Y a-t-il une vie après « Des hommes et des dieux » ?
L'Esprit souffle où il veut. Et pourquoi pas à travers un film ? Sorti depuis trois mois, Des hommes et des dieux, de Xavier Beauvois, qui relate les derniers moments des moines de Tibéhirine, poursuit sa course à travers le monde. Plus de 3 millions de spectateurs l'ont vu en France, 50 pays étrangers l'ont acheté. Le film vient de recevoir une première récompense américaine, le prix de la critique new-yorkaise.
« C'est plus profond que le simple succès. Xavier Beauvois a fait de nous des témoins et des passeurs », dit l'un des acteurs. Toute l'équipe du film a le sentiment d'avoir vécu une aventure qui marque la vie, et qui se prolonge dans les rencontres avec le public, diffusant un esprit de fraternité et de paix dont le cinéma n'est pas coutumier.
« Si le tournage était exceptionnel par son intensité et son harmonie, les contacts avec le public ne le sont pas moins », dit Lambert Wilson. Comme il est le plus célèbre des acteurs du film, il est le plus habitué aux hommages populaires. « Mais là, il y a une tonalité nouvelle pour moi. Ce ne sont pas des compliments, mais des remerciements. Après des semaines, la ferveur et l'émotion restent intactes : c'est comme une action de grâce. Je n'ai jamais connu un effet pareil. L'autre nouveauté, pour moi, tient à l'aspect multi générationnel : les ados ou les personnes âgées s'y retrouvent, en parlent avec le même élan de sincérité. »
Tout en poursuivant ses activités, la tournée de La Fausse Suivante, qu'il a mise en scène, le tournage au Mexique du Marsupilami d'Alain Chabat, d'une tout autre fantaisie, l'acteur a fait une petite synthèse : « Il y a une curiosité pour l'événement : on est frappé par le destin de ces hommes. À un niveau plus profond, il y a la dimension de spiritualité, de pureté, d'altruisme. Mais je crois aussi que le film touche beaucoup par son rapport au temps, si éloigné de la frénésie moderne. On voit des hommes dans un temps juste, un temps très humain. »
Michael Lonsdale, inoubliable frère médecin, fait la même observation : « Ce qui nous change, c'est de sortir de la précipitation générale. Tout à coup, on a un lieu de repos, de prière, d'entente avec une autre civilisation. C'est une espèce d'oasis dans le monde du cinéma. Espérons que cela incitera les producteurs à en créer d'autres… »
Farid Larbi, qui joue le chef du GIA, file la métaphore : « Ce film nous rafraîchit, dit-il.
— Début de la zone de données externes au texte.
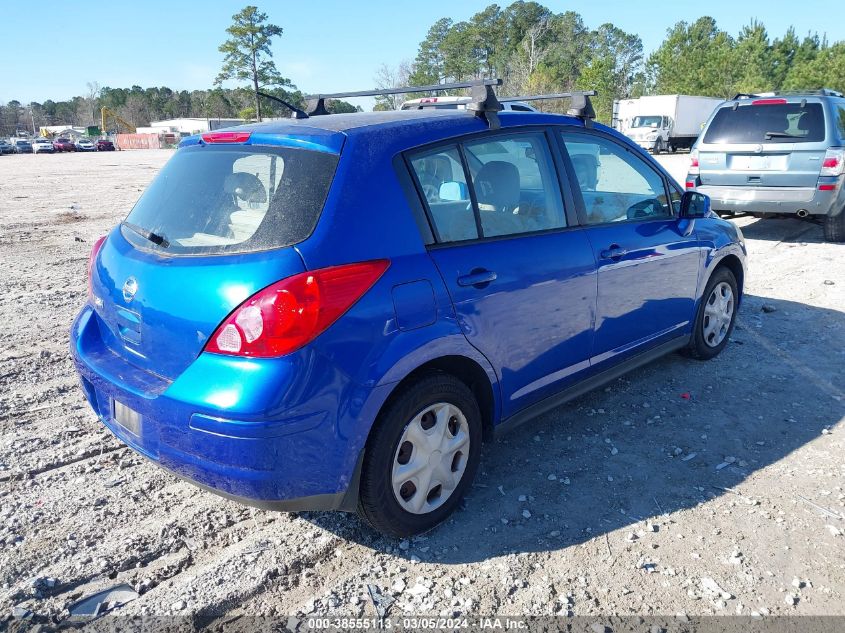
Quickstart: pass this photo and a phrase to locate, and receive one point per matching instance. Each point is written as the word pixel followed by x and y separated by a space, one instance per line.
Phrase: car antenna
pixel 296 113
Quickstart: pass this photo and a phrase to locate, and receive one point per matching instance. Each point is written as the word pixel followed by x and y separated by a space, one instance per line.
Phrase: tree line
pixel 533 49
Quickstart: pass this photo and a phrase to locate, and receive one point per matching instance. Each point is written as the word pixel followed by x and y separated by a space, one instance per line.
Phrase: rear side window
pixel 513 181
pixel 769 123
pixel 221 199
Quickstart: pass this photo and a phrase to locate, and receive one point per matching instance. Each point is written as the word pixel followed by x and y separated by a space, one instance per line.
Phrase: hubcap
pixel 431 458
pixel 718 314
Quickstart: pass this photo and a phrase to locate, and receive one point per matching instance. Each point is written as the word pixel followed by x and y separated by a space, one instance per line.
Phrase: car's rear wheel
pixel 716 316
pixel 421 456
pixel 834 227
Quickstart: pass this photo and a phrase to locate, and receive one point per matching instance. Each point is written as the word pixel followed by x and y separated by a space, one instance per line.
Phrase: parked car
pixel 459 103
pixel 780 153
pixel 333 313
pixel 42 146
pixel 21 146
pixel 64 145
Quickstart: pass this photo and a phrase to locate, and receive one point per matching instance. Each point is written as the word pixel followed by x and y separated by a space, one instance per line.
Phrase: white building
pixel 188 126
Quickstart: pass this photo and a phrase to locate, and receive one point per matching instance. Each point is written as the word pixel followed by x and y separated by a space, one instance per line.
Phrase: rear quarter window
pixel 771 123
pixel 218 199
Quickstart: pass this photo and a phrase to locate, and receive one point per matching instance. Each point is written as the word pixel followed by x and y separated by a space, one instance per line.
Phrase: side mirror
pixel 694 205
pixel 452 191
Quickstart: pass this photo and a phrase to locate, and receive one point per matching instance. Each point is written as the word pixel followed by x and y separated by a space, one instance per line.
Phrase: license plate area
pixel 766 162
pixel 127 418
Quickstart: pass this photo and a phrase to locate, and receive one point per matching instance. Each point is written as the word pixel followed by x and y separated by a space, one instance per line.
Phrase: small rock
pixel 418 590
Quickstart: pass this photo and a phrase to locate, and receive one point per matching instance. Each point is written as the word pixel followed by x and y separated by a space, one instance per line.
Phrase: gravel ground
pixel 684 487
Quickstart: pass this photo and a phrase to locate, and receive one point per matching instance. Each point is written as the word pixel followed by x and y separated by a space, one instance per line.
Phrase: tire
pixel 709 336
pixel 834 227
pixel 388 506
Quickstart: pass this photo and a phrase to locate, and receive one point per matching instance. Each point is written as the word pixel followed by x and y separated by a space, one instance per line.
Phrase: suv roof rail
pixel 822 92
pixel 482 100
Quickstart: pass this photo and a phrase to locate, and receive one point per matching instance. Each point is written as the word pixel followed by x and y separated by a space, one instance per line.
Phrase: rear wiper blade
pixel 780 135
pixel 155 238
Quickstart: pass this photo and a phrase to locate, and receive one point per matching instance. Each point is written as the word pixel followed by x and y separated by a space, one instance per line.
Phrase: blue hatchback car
pixel 333 313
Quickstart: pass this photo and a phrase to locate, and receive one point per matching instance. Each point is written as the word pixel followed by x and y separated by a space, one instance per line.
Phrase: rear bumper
pixel 272 433
pixel 789 200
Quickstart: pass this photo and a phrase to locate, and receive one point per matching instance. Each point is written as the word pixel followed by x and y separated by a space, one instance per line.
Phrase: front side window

Le mot pourrait paraître étrange pour évoquer ce qui fut tout de même une tragédie sanglante. » Mais Farid Larbi poursuit : « Il y a des films qui font rêver, d'autres qui vous réveillent. Celui-ci réveille en douceur. Ce n'est pas violent, pas choquant. Même dans l'affrontement, on peut se comprendre et s'estimer. Mon face-à-face avec Lambert Wilson la nuit de Noël reste pour moi une scène clé. Ces deux hommes qui se défient ont quelque chose en commun, la foi, le respect de l'autre. »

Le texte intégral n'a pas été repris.